Gleichzeitig zeigt sich Brühl besorgt um Menschen, die schon vor der Corona-Pandemie zu den Tafeln kamen. Vor allem ältere Menschen bleiben aus Angst vor Ansteckung zuhause. „Es gelingt uns momentan nicht, alle Menschen zu erreichen, die eigentlich unsere Unterstützung benötigen. Das macht uns große Sorgen, denn wir sehen, dass die Ärmsten besonders hart von der Krise getroffen werden. Familien haben steigende Ausgaben für Lebensmittel, weil sie ihre Kinder vollständig zuhause versorgen. Älteren Menschen fehlt es nicht nur an Lebensmitteln, sondern auch an Kontakten“, so Brühl. Einige Tafeln konnten Lieferdienste für besondere Risikogruppen einrichten. Begegnungen und Gespräche in der Tafel fallen aber weiterhin weg. Brühl warnt die Politik, armutsbetroffene Menschen in der Krise nicht zu vergessen.

Aktuell sind noch 120 der 949 Tafeln bundesweit geschlossen. Gründe sind vor allem beengte Räumlichkeiten sowie fehlende Ehrenamtliche. Ein Großteil der Tafel-Aktiven gehört aufgrund des Alters oder Vorerkrankungen der Risikogruppe an.
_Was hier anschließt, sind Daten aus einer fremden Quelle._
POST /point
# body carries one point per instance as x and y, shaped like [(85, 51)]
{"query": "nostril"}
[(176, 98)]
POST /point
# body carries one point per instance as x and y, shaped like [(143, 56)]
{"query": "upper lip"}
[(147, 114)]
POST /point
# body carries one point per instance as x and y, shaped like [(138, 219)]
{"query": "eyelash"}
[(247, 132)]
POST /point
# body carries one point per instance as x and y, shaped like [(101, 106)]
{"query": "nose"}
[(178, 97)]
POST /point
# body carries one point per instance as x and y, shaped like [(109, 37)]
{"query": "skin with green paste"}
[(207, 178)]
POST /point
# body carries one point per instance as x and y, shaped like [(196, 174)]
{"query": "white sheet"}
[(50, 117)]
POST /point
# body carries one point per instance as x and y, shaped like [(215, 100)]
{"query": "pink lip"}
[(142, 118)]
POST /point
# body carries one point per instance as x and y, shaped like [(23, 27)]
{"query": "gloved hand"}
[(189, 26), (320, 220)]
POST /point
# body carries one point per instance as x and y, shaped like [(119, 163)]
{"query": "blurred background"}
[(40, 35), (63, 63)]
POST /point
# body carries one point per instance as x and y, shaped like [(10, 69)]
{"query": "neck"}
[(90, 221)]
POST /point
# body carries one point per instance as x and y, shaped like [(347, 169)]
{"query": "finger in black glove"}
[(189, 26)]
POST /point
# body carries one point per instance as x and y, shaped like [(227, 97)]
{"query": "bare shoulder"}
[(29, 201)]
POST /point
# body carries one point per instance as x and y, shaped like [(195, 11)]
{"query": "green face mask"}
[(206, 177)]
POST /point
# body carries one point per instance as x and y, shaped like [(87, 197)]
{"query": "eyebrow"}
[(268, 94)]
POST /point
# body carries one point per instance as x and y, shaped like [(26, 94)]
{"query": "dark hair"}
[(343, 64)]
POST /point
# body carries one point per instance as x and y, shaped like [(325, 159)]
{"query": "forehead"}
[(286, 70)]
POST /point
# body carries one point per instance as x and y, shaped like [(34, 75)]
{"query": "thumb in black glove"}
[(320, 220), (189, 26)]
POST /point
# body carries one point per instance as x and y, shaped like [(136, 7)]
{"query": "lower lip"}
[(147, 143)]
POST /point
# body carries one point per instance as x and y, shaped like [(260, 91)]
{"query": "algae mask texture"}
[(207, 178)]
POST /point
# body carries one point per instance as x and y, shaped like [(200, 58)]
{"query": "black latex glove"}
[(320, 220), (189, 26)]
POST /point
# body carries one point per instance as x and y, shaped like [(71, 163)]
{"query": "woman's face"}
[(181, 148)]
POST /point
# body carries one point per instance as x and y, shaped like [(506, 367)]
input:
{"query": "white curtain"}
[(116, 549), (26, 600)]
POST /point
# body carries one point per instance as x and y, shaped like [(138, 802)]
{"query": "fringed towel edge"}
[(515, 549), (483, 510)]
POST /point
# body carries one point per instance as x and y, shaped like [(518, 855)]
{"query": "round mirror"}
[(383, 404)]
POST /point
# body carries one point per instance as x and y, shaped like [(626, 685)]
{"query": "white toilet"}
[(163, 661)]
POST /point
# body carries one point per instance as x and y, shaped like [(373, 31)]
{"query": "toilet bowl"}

Bereits Ende März hatte sich die Organisation in einem offenen Brief an Bundessozialminister Hubertus Heil gewandt und mehr Hilfen für armutsbetroffene Menschen gefordert. Unter anderem setzen sich die Tafeln mit vielen weiteren Verbänden und Organisationen für eine temporäre Erhöhung der Grundsicherungsleistungen um 100 Euro monatlich ein. „Das Milliarden-Konjunkturpaket der Bundesregierung berücksichtigt über den einmaligen Kinderbonus und eine sinkende Mehrwertsteuer zwar auch arme Menschen. Die Hilfen reichen aber nicht aus und kommen zu spät. Armutsbetroffene Familien brauchen den Kinderbonus zwingend zum Leben. Für die Anschaffung von Tablets oder Laptops für Home-Schooling reicht dieses Geld nicht. Ältere Menschen mit sehr niedrigen Renten oder Grundsicherung im Alter profitieren hingegen gar nicht. Hier muss die Bundesregierung nachbessern“, fordert Jochen Brühl. 

 

Tafel Deutschland e. V.
Lebensmittel retten. Klima schützen. Menschen helfen.

Die über 940 gemeinnützigen Tafeln in Deutschland sammeln einwandfreie überschüssige Lebensmittel von Händlern und Herstellern und verteilen diese regelmäßig an mehr als 1,6 Millionen bedürftige Menschen im ganzen Land. Damit schaffen sie eine Brücke zwischen Verschwendung und Armut. Mit rund 60.000 Ehrenamtlichen, die sich bei den Tafeln engagieren, sind die Tafeln eine der größten sozial-ökologischen Bewegungen in Deutschland. Organisiert sind die Tafeln im Dachverband Tafel Deutschland e. V.